I'd like to tell you which character I am in this story, but mostly I'd like it if I didn't have to tell anyone who they are and who I am ever again, and have everyone just be happy to have read something coherent that I wrote at 8:00 am on Friday morning because I couldn't sleep.  I need sleep, and I get these things popping up in my head instead.  

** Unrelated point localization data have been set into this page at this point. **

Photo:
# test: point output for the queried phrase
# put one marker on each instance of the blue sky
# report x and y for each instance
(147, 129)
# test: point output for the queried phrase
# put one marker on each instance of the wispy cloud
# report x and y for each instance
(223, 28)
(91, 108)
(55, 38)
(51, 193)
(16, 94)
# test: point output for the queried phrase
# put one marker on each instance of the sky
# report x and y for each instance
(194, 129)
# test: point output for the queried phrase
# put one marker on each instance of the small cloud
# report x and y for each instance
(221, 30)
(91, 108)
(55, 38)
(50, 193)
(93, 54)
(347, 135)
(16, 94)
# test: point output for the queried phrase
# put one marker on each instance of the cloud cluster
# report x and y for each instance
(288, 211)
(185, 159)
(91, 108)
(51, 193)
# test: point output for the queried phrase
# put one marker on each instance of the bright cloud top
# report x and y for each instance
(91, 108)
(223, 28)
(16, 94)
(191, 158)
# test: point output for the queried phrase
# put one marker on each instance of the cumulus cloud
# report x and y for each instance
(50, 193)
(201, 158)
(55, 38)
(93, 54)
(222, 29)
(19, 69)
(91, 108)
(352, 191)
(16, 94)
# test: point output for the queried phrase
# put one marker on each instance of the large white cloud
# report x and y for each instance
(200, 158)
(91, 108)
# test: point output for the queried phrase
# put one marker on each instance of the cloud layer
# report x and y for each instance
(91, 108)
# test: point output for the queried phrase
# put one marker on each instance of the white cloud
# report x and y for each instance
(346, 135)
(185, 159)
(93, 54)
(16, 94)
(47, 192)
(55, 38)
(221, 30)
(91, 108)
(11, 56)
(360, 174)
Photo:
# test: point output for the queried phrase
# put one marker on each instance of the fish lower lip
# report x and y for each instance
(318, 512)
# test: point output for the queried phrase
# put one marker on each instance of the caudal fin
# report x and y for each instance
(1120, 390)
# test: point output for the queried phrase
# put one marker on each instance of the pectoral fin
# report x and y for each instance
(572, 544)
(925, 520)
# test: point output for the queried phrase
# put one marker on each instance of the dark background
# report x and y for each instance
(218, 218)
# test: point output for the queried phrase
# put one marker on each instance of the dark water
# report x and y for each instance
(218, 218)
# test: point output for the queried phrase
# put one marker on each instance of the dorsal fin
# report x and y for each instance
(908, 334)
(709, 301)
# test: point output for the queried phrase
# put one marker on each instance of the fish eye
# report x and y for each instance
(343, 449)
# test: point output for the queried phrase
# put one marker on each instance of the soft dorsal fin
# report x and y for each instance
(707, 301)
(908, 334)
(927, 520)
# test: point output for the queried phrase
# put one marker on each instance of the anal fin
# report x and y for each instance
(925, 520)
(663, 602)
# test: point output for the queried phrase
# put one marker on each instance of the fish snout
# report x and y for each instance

Don't forget to tip your waitress.

Macbeth
How does your patient, doctor?

Doctor
Not so sick, my lord, as she is troubled with thick-coming fancies that keep her from rest.

Macbeth
Cure her of that! Canst thou not minister to a mind diseased, pluck from the memory a rooted sorrow, raze out the written troubles of the brain, and with some sweet oblivious antidote cleanse the stuffed bosom of that perilous stuff which weighs upon her heart.

Doctor
Therein the patient must minister to himself.

Year 3, Day 338 -- Words Written: A scribble and a keepsake.